Pero no sólo basta con pensar. Reflexionar está bien, pero puede ser motivo de depresión si el balance de lo anhelado y lo conseguido es negativo. Si te das cuenta que lo que haces en tu vida actual no tiene nada que ver con lo que siempre soñaste, y además no haces nada por cambiarlo. En ese caso la reflexión puede ser incluso peor que la falta de ella.
Según apunta Eduardo Punset en El camino de la felicidad, el hombre es el único ser vivo que entra en depresión por lo que no ha sucedido, o sucede a millas de distancia y no es un peligro inminente. Una cebra sólo sufre alteraciones físicas peligrosas cuando ve al león en posición de ataque o corriendo para cazarla, pero un hombre en París puede llegar a sentir auténtico pánico y desánimo viendo un vídeo de una caza de delfines en el Polo Norte.
Así que reflexionar es vital. Es muy importante detenerse a organizar la agenda, mirar lo que hemos conseguido de aquel sueño que emprendimos, o dejamos a medias por apatía o temor, y encarar lo que falta para llegar en medio de nuestra agitada vida diaria por subsistir.
Nadie te asegura que no sientas miedo al cambiar. Dar la vuelta a nuestros viejos hábitos, destrozar la pared que nos envuelve y nos separa de la felicidad puede llegar a ser una auténtica prueba de superación de pánico.
Pero hay que actuar, hay que tomar medidas, no esperar que al vecino le caiga el techo encima.
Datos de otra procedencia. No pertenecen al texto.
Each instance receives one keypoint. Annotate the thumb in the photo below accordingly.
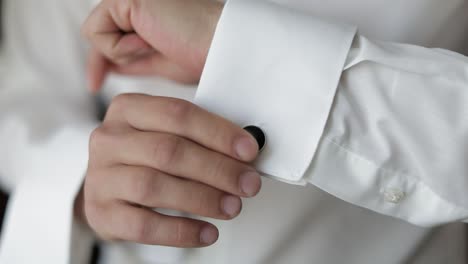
(96, 69)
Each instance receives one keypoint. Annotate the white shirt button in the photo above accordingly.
(394, 195)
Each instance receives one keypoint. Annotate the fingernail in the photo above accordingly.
(246, 148)
(250, 183)
(208, 235)
(231, 205)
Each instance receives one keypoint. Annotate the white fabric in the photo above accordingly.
(393, 145)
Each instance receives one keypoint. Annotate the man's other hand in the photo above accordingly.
(157, 152)
(168, 38)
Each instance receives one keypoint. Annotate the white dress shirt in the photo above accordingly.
(348, 112)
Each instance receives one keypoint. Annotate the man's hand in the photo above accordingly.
(156, 152)
(169, 38)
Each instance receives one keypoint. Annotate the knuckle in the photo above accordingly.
(218, 168)
(147, 187)
(179, 111)
(141, 230)
(122, 101)
(167, 151)
(96, 139)
(93, 214)
(181, 236)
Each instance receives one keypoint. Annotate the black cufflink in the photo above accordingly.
(258, 134)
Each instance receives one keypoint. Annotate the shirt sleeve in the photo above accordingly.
(46, 117)
(381, 125)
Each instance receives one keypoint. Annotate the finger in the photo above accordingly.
(157, 64)
(110, 31)
(183, 158)
(155, 189)
(179, 117)
(97, 68)
(142, 225)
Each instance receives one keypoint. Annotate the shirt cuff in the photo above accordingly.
(276, 68)
(39, 219)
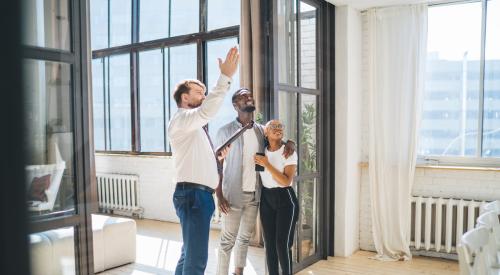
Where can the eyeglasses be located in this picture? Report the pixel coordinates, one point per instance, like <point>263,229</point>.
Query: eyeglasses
<point>276,126</point>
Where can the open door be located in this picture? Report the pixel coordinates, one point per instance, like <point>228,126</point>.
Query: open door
<point>302,98</point>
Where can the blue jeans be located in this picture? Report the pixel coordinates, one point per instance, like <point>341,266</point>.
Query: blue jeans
<point>194,207</point>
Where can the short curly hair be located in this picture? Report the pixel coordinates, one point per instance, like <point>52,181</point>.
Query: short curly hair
<point>183,87</point>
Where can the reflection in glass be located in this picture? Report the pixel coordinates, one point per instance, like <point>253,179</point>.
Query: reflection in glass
<point>120,22</point>
<point>218,49</point>
<point>308,138</point>
<point>182,65</point>
<point>46,24</point>
<point>154,15</point>
<point>49,140</point>
<point>287,41</point>
<point>151,101</point>
<point>98,100</point>
<point>218,12</point>
<point>53,252</point>
<point>99,24</point>
<point>288,114</point>
<point>308,46</point>
<point>308,228</point>
<point>450,108</point>
<point>185,19</point>
<point>491,126</point>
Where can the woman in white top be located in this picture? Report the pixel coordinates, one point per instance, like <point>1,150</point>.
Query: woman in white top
<point>278,204</point>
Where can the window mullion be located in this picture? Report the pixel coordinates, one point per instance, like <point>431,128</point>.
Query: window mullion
<point>481,82</point>
<point>134,81</point>
<point>164,102</point>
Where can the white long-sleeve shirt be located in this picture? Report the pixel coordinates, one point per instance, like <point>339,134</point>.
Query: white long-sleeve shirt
<point>193,156</point>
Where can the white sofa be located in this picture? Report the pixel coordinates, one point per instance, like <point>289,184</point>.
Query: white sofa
<point>53,252</point>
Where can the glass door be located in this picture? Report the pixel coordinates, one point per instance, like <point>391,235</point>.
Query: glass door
<point>57,159</point>
<point>296,98</point>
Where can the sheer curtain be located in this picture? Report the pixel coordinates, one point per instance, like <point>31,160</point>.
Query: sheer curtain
<point>397,40</point>
<point>252,68</point>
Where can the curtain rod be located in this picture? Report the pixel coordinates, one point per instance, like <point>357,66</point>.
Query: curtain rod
<point>430,4</point>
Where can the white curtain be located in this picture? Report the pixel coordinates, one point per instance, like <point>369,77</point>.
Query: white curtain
<point>397,39</point>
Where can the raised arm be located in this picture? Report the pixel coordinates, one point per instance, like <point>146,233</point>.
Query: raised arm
<point>197,117</point>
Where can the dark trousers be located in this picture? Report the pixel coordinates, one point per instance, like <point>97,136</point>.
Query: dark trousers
<point>279,213</point>
<point>194,207</point>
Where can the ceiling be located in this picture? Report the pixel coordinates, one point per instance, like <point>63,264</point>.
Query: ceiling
<point>365,4</point>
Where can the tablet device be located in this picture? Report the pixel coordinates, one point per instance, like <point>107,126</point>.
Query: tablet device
<point>234,136</point>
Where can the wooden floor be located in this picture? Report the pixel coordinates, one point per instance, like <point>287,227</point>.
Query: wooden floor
<point>159,245</point>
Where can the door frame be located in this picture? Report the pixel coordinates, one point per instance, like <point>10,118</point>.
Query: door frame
<point>326,123</point>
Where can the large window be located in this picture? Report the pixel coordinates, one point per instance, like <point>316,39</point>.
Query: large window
<point>57,154</point>
<point>297,104</point>
<point>141,50</point>
<point>461,111</point>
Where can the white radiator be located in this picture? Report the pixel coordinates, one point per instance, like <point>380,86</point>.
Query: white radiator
<point>437,224</point>
<point>119,194</point>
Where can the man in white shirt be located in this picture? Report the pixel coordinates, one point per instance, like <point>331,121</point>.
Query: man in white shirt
<point>196,166</point>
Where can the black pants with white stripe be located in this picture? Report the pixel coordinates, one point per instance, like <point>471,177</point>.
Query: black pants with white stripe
<point>279,211</point>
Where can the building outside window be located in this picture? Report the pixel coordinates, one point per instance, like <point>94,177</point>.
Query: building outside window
<point>461,107</point>
<point>141,50</point>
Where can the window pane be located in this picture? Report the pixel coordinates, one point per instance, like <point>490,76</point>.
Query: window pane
<point>308,230</point>
<point>119,103</point>
<point>183,62</point>
<point>153,19</point>
<point>151,101</point>
<point>99,24</point>
<point>98,103</point>
<point>218,49</point>
<point>53,251</point>
<point>46,24</point>
<point>491,126</point>
<point>120,20</point>
<point>308,138</point>
<point>185,17</point>
<point>450,109</point>
<point>48,104</point>
<point>287,102</point>
<point>287,42</point>
<point>223,13</point>
<point>307,46</point>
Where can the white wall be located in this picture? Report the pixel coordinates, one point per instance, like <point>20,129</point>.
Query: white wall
<point>347,129</point>
<point>446,183</point>
<point>434,182</point>
<point>156,184</point>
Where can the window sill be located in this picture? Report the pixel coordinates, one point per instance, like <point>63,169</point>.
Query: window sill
<point>447,167</point>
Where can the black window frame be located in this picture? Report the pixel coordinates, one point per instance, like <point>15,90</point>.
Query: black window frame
<point>200,38</point>
<point>85,191</point>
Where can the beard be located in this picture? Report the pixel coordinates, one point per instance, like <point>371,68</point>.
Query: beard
<point>194,105</point>
<point>248,109</point>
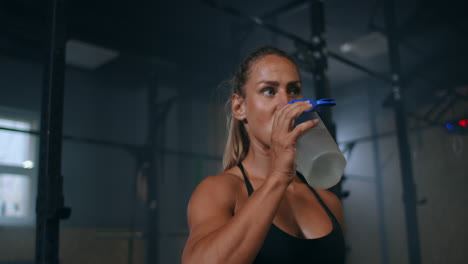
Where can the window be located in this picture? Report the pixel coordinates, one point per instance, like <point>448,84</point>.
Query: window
<point>17,167</point>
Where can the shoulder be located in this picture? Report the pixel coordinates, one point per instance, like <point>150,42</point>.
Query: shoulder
<point>225,183</point>
<point>217,192</point>
<point>333,203</point>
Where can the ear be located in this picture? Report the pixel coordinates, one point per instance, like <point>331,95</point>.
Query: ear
<point>238,107</point>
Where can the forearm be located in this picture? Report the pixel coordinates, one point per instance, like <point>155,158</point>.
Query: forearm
<point>239,240</point>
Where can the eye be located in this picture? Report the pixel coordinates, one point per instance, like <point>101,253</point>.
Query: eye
<point>296,90</point>
<point>268,91</point>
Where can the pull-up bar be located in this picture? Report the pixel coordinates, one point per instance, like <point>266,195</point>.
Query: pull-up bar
<point>260,22</point>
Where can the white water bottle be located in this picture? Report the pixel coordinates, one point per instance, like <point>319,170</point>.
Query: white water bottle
<point>318,157</point>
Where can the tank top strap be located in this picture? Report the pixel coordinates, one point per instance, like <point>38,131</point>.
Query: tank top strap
<point>330,214</point>
<point>246,180</point>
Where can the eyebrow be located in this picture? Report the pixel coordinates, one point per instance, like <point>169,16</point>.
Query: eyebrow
<point>275,83</point>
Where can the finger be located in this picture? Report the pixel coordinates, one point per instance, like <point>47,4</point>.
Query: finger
<point>303,127</point>
<point>288,116</point>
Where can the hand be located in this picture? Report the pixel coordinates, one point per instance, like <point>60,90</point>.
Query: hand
<point>284,137</point>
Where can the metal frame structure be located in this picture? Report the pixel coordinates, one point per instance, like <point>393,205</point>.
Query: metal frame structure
<point>313,52</point>
<point>50,207</point>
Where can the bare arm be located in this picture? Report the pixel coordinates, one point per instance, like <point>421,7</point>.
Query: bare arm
<point>219,237</point>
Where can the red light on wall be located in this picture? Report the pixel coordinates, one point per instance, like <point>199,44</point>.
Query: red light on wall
<point>463,123</point>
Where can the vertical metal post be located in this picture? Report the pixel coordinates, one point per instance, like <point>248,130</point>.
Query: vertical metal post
<point>50,201</point>
<point>409,188</point>
<point>153,206</point>
<point>321,81</point>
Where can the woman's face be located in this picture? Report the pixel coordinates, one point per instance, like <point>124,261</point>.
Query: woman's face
<point>272,82</point>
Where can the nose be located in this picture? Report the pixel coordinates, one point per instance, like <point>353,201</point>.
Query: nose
<point>282,99</point>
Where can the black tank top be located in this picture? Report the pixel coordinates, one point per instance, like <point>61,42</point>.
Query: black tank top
<point>281,247</point>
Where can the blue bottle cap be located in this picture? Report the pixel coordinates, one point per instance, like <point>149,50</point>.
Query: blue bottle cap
<point>318,105</point>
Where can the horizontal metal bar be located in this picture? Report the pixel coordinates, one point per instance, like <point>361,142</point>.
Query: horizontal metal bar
<point>283,9</point>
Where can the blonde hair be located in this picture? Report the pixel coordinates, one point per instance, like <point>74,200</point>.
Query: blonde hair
<point>238,142</point>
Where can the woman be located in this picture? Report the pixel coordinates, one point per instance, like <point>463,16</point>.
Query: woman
<point>260,210</point>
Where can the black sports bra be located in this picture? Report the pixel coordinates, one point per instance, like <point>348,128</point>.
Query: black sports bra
<point>281,247</point>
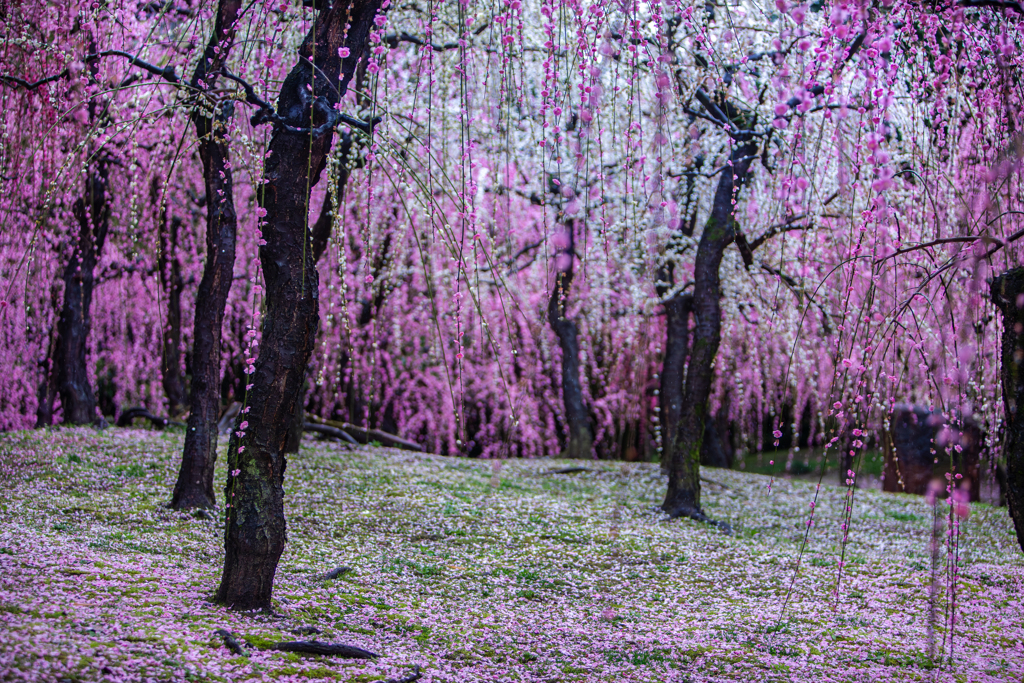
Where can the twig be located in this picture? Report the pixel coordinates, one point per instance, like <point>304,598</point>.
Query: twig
<point>330,431</point>
<point>566,470</point>
<point>415,676</point>
<point>333,649</point>
<point>126,418</point>
<point>230,642</point>
<point>334,573</point>
<point>367,435</point>
<point>996,4</point>
<point>267,114</point>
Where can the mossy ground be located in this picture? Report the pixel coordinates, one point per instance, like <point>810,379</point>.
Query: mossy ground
<point>480,572</point>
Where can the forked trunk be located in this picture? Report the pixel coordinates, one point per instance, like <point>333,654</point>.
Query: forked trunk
<point>683,452</point>
<point>1008,294</point>
<point>172,284</point>
<point>581,438</point>
<point>195,485</point>
<point>677,317</point>
<point>255,525</point>
<point>93,215</point>
<point>321,235</point>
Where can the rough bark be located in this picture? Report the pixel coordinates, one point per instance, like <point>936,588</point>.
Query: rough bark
<point>581,438</point>
<point>195,484</point>
<point>255,525</point>
<point>47,390</point>
<point>677,317</point>
<point>93,215</point>
<point>1008,294</point>
<point>172,283</point>
<point>683,451</point>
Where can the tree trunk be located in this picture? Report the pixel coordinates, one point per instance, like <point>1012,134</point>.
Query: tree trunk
<point>677,317</point>
<point>321,232</point>
<point>683,452</point>
<point>172,284</point>
<point>195,485</point>
<point>93,215</point>
<point>1008,294</point>
<point>581,438</point>
<point>47,391</point>
<point>255,526</point>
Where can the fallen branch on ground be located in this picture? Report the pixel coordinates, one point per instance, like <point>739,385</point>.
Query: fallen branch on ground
<point>126,417</point>
<point>334,573</point>
<point>717,483</point>
<point>566,470</point>
<point>334,649</point>
<point>230,642</point>
<point>365,435</point>
<point>327,430</point>
<point>415,676</point>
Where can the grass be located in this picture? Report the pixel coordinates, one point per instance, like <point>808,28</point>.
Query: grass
<point>538,578</point>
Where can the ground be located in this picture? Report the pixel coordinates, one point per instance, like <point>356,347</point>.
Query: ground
<point>476,571</point>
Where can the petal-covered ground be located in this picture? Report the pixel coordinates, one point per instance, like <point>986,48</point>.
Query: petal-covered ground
<point>479,572</point>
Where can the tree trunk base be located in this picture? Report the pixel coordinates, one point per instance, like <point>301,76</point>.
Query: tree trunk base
<point>690,512</point>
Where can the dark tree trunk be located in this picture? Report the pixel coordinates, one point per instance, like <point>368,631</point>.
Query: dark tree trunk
<point>320,235</point>
<point>47,391</point>
<point>677,317</point>
<point>93,215</point>
<point>1008,294</point>
<point>683,452</point>
<point>581,438</point>
<point>195,485</point>
<point>172,283</point>
<point>255,526</point>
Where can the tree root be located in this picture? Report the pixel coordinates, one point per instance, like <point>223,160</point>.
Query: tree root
<point>231,643</point>
<point>334,649</point>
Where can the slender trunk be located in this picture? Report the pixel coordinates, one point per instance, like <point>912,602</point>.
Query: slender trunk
<point>255,526</point>
<point>172,284</point>
<point>195,485</point>
<point>320,235</point>
<point>1008,294</point>
<point>93,215</point>
<point>581,438</point>
<point>683,452</point>
<point>677,317</point>
<point>47,391</point>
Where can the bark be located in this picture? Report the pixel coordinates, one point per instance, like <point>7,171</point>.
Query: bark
<point>47,391</point>
<point>195,484</point>
<point>172,284</point>
<point>322,228</point>
<point>677,314</point>
<point>1008,294</point>
<point>93,215</point>
<point>682,452</point>
<point>255,526</point>
<point>581,438</point>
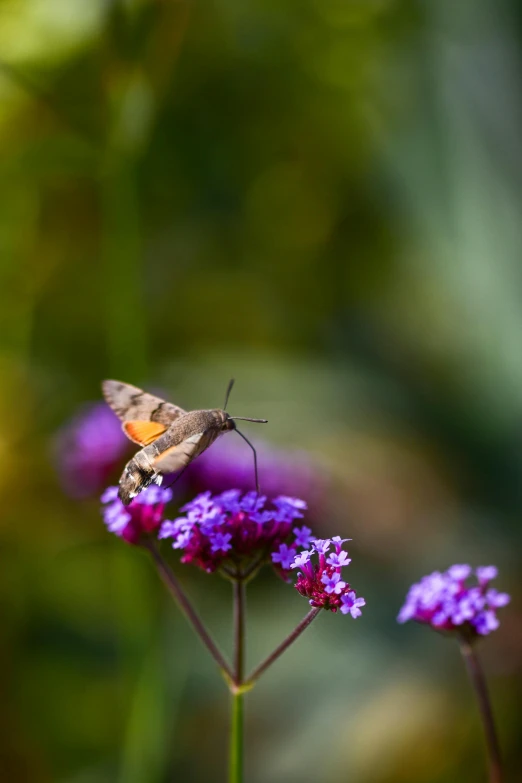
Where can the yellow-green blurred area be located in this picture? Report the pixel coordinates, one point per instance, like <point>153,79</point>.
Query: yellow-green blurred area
<point>321,198</point>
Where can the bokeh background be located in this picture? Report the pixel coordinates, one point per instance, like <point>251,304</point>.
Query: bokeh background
<point>321,198</point>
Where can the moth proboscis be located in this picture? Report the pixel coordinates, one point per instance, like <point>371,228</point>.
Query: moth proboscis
<point>170,436</point>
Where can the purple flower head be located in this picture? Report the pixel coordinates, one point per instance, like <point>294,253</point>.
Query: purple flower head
<point>352,604</point>
<point>338,560</point>
<point>88,449</point>
<point>219,542</point>
<point>321,581</point>
<point>486,573</point>
<point>321,545</point>
<point>333,583</point>
<point>459,572</point>
<point>144,515</point>
<point>236,532</point>
<point>285,556</point>
<point>447,601</point>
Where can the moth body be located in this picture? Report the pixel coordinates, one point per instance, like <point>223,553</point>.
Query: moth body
<point>171,438</point>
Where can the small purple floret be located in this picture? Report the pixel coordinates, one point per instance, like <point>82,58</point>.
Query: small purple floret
<point>447,601</point>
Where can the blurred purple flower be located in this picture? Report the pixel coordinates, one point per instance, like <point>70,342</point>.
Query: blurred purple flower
<point>447,602</point>
<point>143,515</point>
<point>88,449</point>
<point>281,472</point>
<point>321,582</point>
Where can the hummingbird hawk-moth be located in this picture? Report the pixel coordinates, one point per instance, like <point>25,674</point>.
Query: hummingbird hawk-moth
<point>171,437</point>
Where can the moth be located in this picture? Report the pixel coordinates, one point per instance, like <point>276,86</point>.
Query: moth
<point>171,438</point>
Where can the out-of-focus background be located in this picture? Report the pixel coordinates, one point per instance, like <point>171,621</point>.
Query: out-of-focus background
<point>321,198</point>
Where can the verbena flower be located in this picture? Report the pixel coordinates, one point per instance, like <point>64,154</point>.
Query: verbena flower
<point>235,531</point>
<point>449,600</point>
<point>320,577</point>
<point>143,515</point>
<point>88,449</point>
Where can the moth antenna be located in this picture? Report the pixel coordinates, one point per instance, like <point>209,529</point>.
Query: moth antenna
<point>255,456</point>
<point>256,421</point>
<point>227,395</point>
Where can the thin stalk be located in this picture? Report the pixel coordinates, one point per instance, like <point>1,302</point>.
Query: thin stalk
<point>290,639</point>
<point>237,724</point>
<point>478,682</point>
<point>186,607</point>
<point>239,630</point>
<point>235,774</point>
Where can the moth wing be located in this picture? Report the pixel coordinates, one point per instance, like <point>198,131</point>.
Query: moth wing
<point>133,404</point>
<point>177,457</point>
<point>143,432</point>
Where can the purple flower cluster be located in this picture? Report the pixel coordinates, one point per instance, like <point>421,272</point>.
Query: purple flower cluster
<point>321,582</point>
<point>237,534</point>
<point>142,516</point>
<point>88,449</point>
<point>234,531</point>
<point>446,601</point>
<point>282,471</point>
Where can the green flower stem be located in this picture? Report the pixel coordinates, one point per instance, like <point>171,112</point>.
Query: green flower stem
<point>478,682</point>
<point>236,739</point>
<point>285,644</point>
<point>237,723</point>
<point>188,610</point>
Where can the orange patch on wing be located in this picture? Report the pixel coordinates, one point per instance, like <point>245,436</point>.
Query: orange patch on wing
<point>143,432</point>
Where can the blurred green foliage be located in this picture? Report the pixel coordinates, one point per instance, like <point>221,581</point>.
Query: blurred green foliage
<point>321,198</point>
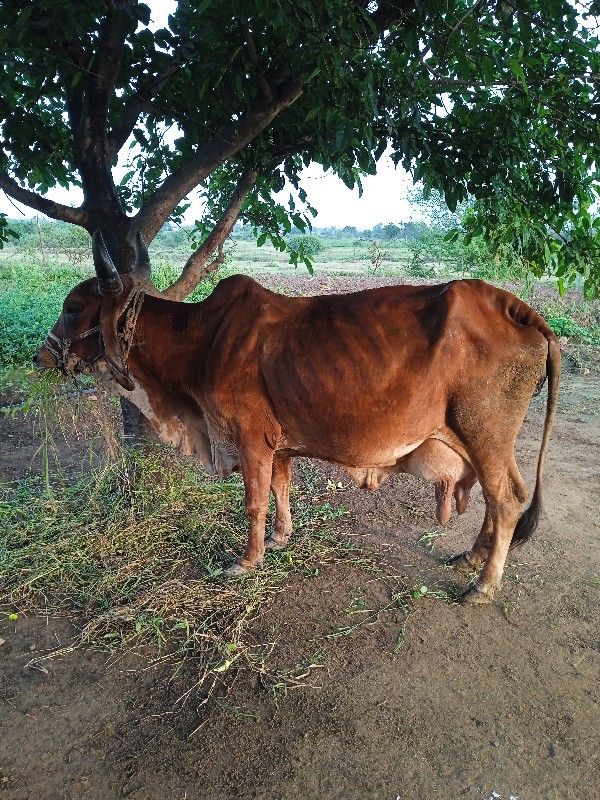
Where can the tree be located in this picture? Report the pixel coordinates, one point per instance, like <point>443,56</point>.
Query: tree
<point>495,101</point>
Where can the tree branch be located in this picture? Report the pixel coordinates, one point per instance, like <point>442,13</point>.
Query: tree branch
<point>215,152</point>
<point>76,216</point>
<point>195,268</point>
<point>141,102</point>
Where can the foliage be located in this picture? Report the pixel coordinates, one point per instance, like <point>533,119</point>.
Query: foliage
<point>32,297</point>
<point>494,102</point>
<point>7,231</point>
<point>33,294</point>
<point>304,247</point>
<point>141,566</point>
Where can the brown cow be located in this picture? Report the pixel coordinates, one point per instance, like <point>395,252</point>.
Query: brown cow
<point>431,380</point>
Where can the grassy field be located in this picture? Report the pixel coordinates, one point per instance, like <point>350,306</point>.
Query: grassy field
<point>34,281</point>
<point>137,565</point>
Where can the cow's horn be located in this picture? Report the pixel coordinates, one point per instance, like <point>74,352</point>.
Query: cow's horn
<point>142,268</point>
<point>109,280</point>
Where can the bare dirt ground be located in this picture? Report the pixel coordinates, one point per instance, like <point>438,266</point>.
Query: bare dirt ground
<point>494,702</point>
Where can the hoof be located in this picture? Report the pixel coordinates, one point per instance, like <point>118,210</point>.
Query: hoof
<point>271,543</point>
<point>238,568</point>
<point>462,562</point>
<point>474,596</point>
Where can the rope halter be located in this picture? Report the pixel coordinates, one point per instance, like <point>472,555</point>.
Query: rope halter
<point>69,362</point>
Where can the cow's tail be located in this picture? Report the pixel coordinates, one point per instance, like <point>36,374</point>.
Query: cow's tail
<point>529,519</point>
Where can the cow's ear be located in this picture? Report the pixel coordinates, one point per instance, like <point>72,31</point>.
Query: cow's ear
<point>113,352</point>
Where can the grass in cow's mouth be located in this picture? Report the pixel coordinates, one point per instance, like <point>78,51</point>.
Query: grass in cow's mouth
<point>134,552</point>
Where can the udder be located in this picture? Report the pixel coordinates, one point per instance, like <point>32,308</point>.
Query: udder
<point>453,476</point>
<point>434,461</point>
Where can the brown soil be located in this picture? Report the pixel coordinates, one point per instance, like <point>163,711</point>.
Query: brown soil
<point>496,702</point>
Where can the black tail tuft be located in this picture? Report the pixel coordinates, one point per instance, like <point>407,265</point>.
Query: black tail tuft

Hay que cambiar, salir de la zona de confort, dejar detrás la falsa sensación de seguridad que siempre termina por dejar de ser segura cuando menos lo esperamos, y cuando ya no estamos preparados para el salto interior.
Tú haces lo que quieras, pero ya dijo André Cristophe que para el ser humano es mucho menos depresivo y se llevan mejor las consecuencias no deseadas de la acción, que el remordimiento por la inacción. ¿Te atreves o te quedas en medio esperando?